Bill Van Esveld, stellvertretender Direktor für Kinderrechte bei Human Rights Watch

Bis Mai 2022 war die Adoption von Ausländern in Russland gesetzlich verboten. Die Zwangsadoption und automatische Erteilung der russischen Staatsbürgerschaft verfolgt einen einzigen Zweck: Die Russifzierung der Ukraine. Daran ließ die Kinderrechtsbeauftragte des Präsidenten der Russischen Föderation Maria Lvova-Belova nie einen Zweifel und ließ sich bei einer Einbürgerungszeremonie am 14. Juli 2022 vor laufender Kamera filmen.
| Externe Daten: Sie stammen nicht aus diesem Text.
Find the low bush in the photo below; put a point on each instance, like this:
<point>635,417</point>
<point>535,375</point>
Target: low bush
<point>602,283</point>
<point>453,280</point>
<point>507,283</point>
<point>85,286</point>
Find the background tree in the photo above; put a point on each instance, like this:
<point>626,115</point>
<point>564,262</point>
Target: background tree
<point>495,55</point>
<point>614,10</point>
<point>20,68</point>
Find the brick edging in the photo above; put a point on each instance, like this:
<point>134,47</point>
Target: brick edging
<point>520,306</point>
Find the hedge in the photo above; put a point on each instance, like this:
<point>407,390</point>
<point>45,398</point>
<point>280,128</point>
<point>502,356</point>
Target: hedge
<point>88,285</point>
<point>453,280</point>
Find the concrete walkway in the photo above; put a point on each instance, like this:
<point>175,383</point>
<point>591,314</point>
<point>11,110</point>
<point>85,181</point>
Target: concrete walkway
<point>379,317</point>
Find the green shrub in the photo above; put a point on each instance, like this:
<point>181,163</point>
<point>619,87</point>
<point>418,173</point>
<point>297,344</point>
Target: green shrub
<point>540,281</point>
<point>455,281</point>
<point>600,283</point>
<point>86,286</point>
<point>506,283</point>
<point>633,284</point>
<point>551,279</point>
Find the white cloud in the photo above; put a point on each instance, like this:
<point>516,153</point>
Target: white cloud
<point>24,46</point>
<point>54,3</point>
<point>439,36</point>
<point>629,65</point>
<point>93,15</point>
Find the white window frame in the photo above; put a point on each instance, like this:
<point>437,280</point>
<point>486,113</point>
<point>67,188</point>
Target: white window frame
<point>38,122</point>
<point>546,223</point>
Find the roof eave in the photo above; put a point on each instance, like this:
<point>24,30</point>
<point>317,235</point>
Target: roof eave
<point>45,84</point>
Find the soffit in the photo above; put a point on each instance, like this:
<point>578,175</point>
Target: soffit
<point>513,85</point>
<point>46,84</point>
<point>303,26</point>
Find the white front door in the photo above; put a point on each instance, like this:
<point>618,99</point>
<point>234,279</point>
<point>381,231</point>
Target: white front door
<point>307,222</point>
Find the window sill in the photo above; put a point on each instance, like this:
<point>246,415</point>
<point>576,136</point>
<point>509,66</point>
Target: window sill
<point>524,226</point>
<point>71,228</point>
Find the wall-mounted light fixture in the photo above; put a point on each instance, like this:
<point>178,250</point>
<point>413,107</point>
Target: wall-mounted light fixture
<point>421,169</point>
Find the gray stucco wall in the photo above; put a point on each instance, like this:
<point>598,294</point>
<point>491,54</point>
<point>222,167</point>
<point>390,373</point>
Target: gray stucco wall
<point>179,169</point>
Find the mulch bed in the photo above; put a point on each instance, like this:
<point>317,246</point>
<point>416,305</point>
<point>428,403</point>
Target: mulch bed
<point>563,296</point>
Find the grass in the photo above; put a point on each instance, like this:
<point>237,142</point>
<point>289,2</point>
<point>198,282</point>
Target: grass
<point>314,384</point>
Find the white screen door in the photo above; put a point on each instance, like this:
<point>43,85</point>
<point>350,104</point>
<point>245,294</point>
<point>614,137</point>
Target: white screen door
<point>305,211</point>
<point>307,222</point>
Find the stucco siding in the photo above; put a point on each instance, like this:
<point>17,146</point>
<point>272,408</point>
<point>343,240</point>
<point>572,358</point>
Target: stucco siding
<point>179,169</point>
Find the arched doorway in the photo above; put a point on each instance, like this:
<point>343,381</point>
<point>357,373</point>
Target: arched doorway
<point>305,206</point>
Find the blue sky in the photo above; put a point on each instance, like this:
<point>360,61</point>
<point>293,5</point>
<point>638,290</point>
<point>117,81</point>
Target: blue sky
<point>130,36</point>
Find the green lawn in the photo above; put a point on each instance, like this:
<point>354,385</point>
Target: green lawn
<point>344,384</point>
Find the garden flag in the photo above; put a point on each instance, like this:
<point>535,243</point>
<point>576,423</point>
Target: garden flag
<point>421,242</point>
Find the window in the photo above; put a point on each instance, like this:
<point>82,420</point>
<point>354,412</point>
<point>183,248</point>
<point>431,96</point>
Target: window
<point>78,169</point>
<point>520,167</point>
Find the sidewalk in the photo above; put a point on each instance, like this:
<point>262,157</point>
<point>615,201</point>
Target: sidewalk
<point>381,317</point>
Lvova-Belova hat selbst einen 15jährigen ukrainischen Jungen adoptiert, der laut ihren Angaben die ukrainische Hymne gesungen habe, als er aufgegriffen wurde. Sie betont, es sei zwar schwierig mit ihrem neuen Adoptivsohn, aber man habe sich zu lieben gelernt.

Wenn wir in dieser Angelegenheit helfen können [Adoption ukrainischer Kinder], werden wir es auf jeden Fall tun, egal wo sie sich befinden - auf dem Territorium der Ukraine oder auf dem Territorium anderer Länder ist es wichtig, dass die Blutsverwandtschaft, wenn sie aus irgendeinem Grund getrennt wurden, wir uns für die Wiedervereinigung einsetzen.
Maria Lvova-Belova, 16. Februar 2023

Einige Kinder aus der Ukraine wurden als "schwer erziehbare" Kinder eingestuft und nach Tschetschenien verbracht. Lvova-Belova besprach auch diesen Punkt mit Putin, der konstatierte: "Es ist eine heilige Sache". Kadyrov erwähnte dieses Programm bereits im vergangenen Jahr.

Im Rahmen der Durchführung des föderalen Programms „Teens of Russia“ kamen 200 schwierige Teenager aus verschiedenen Regionen Russlands, darunter der Volksrepublik Lugansk und Donezk, die bei den zuständigen Behörden registriert sind, in die Republik Tschetschenien. Während ihres Aufenthaltes in der Region wird präventive Arbeit mit Kindern zum Zwecke der militärisch-patriotischen Erziehung durchgeführt.
Ramsan Kadyrov, 16. November 2022

Der Vorsitzende des UN-Flüchtlingshilfswerks (UNHCR) Filippo Grandi stellte im Januar 2023 eindeutig das unrechtmäßige Handeln Russlands fest, welches nach Artikel 8.1 der UN-Kinderrechtskonvention als Völkermord definiert ist.

Ihnen die [russische] Staatsbürgerschaft zu geben oder sie adoptieren zu lassen, verstößt gegen die Grundprinzipien des Kinderschutzes in Kriegssituationen. Das passiert in Russland und darf nicht passieren.
Filippo Grandi, 27. Januar 2023

Es gibt viele Beispiele von Kriegsverbrechen gegen Kindern. Am 25. Februar 2022 wurde der Kindergarten in Achtyrka (100km westlich von Kharkov) mit Streumunition getroffen und es gab mehrere Tote. Auf der ukrainischen Seite Children Of War können Fälle gemeldet werden und einige werden auch vorgestellt.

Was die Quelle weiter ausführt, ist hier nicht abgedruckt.